Un grande classico: Delacroix.
Fino al gennaio dello scorso anno, il Met ha potuto godere della presenza di centocinquanta opere di Eugéne Delacroix per celebrare i 220 anni passati dalla sua nascita.
Fra dipinti e stampe, c’è poco da aggiungere: la bravura dell’artista francese si è fatta notare anche a New York, attirando curiosi e appassionati da ogni angolo  d’America.

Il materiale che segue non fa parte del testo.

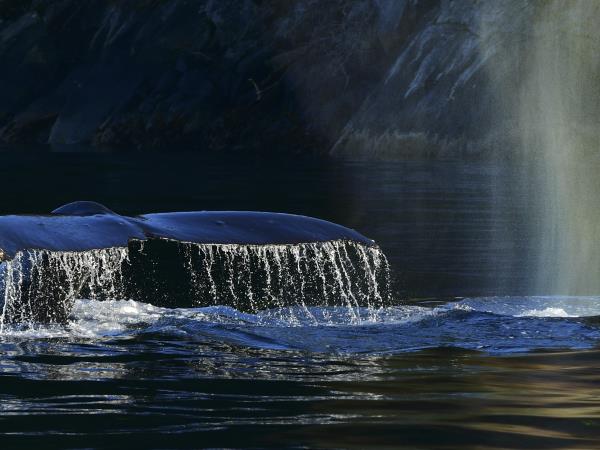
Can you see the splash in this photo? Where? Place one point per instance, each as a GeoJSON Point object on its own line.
{"type": "Point", "coordinates": [254, 278]}
{"type": "Point", "coordinates": [41, 286]}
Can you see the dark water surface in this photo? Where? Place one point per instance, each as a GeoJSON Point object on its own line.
{"type": "Point", "coordinates": [468, 357]}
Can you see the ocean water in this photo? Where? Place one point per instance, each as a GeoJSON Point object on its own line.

La poetica danza di Ragnar Kjartansson.
Sette schermi disposti in circolo sui quali appaiono, posti in un campo di lava, due coppie di gemelli. Due donne accompagnano danzando e cantando due uomini che suonano la chitarra. Tutti e quattro i protagonisti sono esponenti del mondo della musica islandese locale: Kristín Anna e Gyða Valtýsdóttir sono le fondatrici del gruppo Mùm, mentre Aaron e Bryce Dessner  appartengono alla band The National. In un susseguirsi quasi magico ed irreale di movimenti fluttuanti nel vento con il paesaggio verde ed incontaminato sullo sfondo, Kjartansson ha così creato il suo Death is Elsewhere, utilizzando sette videocamere poste in un unico centro, in modo da riprendere ogni frammento che, unito agli altri, dava vita ad una danza dove si può udire una frase di grande impatto che conferisce, d’altro canto,  il nome al progetto: la morte è altrove.
E infatti, come potrebbe esserci, in una visione così eterea?